Pages

Saturday, 24 August 2013

Menjaga Hati dari Prasangka Negatif






Berprasangka negatif sudah menjadi kebiasaan buruk yang tanpa disadari telah mewarnai pikiran dan hati manusia. Salah satu sifat manusia yang hingga kini masih mewarnai pergaulan adalah seseorang lebih mudah dan menyenangkan menceritakan hal-hal negatif tentang orang lain daripada yang positif (Marpaung, 2005). Apalagi bagi seseorang yang gemar menonton infotainment di televisi, pikiran mereka menjadi terasah untuk memikirkan keburukan orang lain.
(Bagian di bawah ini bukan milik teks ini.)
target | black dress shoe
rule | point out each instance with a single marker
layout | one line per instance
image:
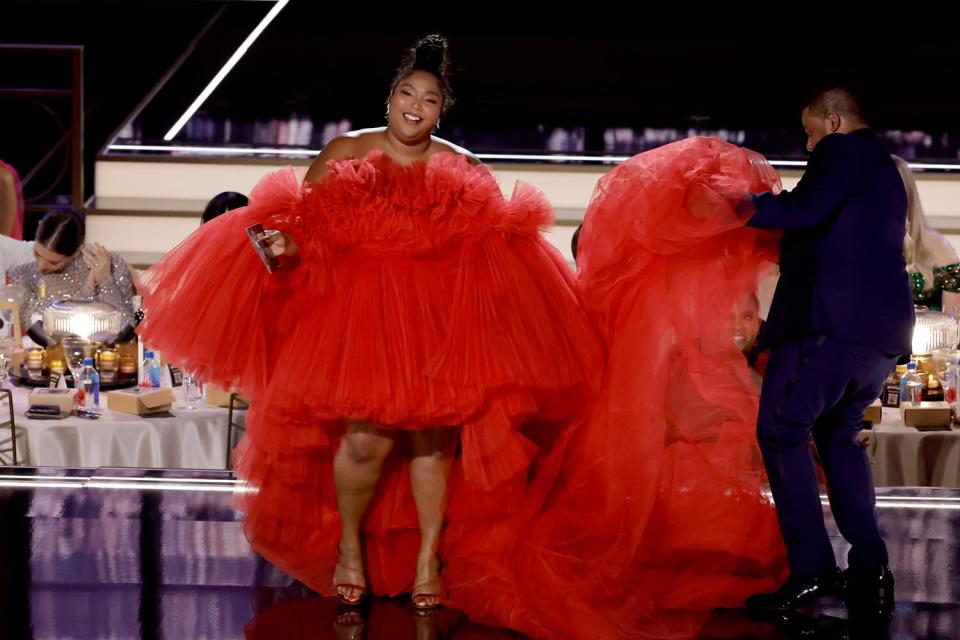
(869, 593)
(797, 592)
Satu contoh yang mudah dan sering dialami adalah pada saat menunggu teman yang membuat janji. Misalkan saja si teman tersebut datang terlambat. Biasanya sambil menunggu si teman muncul pikiran negatif, “dasar si tukang ngaret, kerjaannya ngaret terus..”, sumpah serapah mungkin akan keluar dari mulut. Akibatnya waktu menunggu tersebut akan habis dengan pikiran jelek, sumpah serapah, amarah dan mungkin do’a yang buruk pula. Sungguh waktu luang yang sia-sia karena habis untuk aktivitas negatif. Pikiran dan hatinya penuh dengan hal negatif yang sesungguhnya tidak ada manfaatnya.

Dalam kehidupan sosial contoh kasus prasangka negatif akan sangat banyak ditemui. Tak jarang pula, hal ini yang memicu perkelahian antar penduduk. Bahkan puncaknya bisa berakibat tindak kekerasan yang berakhir dengan munculnya korban jiwa. Hal seperti ini pernah terjadi di sampit, Kalimantan timur, dimana terjadi perkelahian antara warga pribumi dengan warga pendatang asal Madura.
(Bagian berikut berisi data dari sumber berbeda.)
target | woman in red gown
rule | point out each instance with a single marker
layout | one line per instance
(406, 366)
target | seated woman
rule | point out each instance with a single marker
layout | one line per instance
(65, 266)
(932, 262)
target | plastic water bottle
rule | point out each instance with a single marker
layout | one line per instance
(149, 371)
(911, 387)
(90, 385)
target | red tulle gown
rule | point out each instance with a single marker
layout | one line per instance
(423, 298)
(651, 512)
Allah Subhanahu wata’ala telah mengingatkan mukmin di dalam Al Qur’anul Karim mengenai prasangka negatif ini.
“Hai orang-orang yang beriman, jauhilah kebanyakan prasangka (kecurigaan), karena sebagian dari prasangka itu dosa. Dan janganlah mencari-cari keburukan orang dan janganlah menggunjingkan satu sama lain. Adakah seorang diantara kamu yang suka memakan daging saudaranya yang sudah mati? Maka tentulah kamu merasa jijik kepadanya. Dan bertakwalah kepada Allah. Sesungguhnya Allah Maha Penerima Taubat lagi Maha Penyayang.”
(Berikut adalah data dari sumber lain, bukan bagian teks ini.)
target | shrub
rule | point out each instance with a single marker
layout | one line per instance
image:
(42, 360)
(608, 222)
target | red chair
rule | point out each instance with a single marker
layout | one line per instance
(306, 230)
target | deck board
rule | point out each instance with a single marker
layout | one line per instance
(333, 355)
Dalam tafsirnya, ibnu katsir ra. mengatakan bahwasanya Allah SWT melarang mukmin untuk berprasangka negatif tentang suatu keluarga dan orang lain pada umumnya. Kecurigaan atau prasangka negatif ini dilarang apabila dilakukan tanpa dasar yang jelas. Umar bin khatab ra. berkata “jangan pernah berpikir negatif terhadap perkataan yang dikeluarkan oleh saudara seiman, selama dapat menemukan alasan yang baik untuk itu. Maksud khalifah umar ra. adalah seorang mukmin tidak boleh berprasangka buruk atas apa yang terjadi pada saudaranya. Mukmin tersebut harus mengalihkan pikirannya agar tidak berpikir negatif dengan jalan mencari alasan yang baik.

Rasulullah SAW. Bersabda: “waspadai prasangka buruk, prasangka adalah sejelek-jeleknya pernyataan palsu. Jangan mengintai kesalahan orang lain, jangan mencari-cari kesalahan orang lain, jangan dengki satu sama lain, jangan iri hati terhadap satu sama lain, jangan membenci satu sama lain, dan jangan mengelakkan satu sama lain. Dan wahai hamba Allah, jadilah kalian bersaudara!” (HR Mutafaqun ‘alaih dan abu dawud).
Mencegah diri dari segala prasangka negatif haruslah menjadi suatu bagian dari prinsip hidup seorang mukmin. Telah jelas petunjuk yang Allah SWT dan Rasul-Nya berikan mengenai larangan perbuatan hati yang satu ini. Tali persaudaraan akan rusak ketika prasangka buruk ini mendominasi pikiran seorang mukmin. Dan jika prasangka buruk ini telah menjadi suatu kebiasaan maka sudah dapat dipastikan kehidupannya penuh dengan kegelisahan. Hari-harinya dihabiskan dengan memikirkan kesalahan orang lain. Hidup penuh dengan kecurigaan dengan sesama adalah hidup yang penuh dengan penderitaan.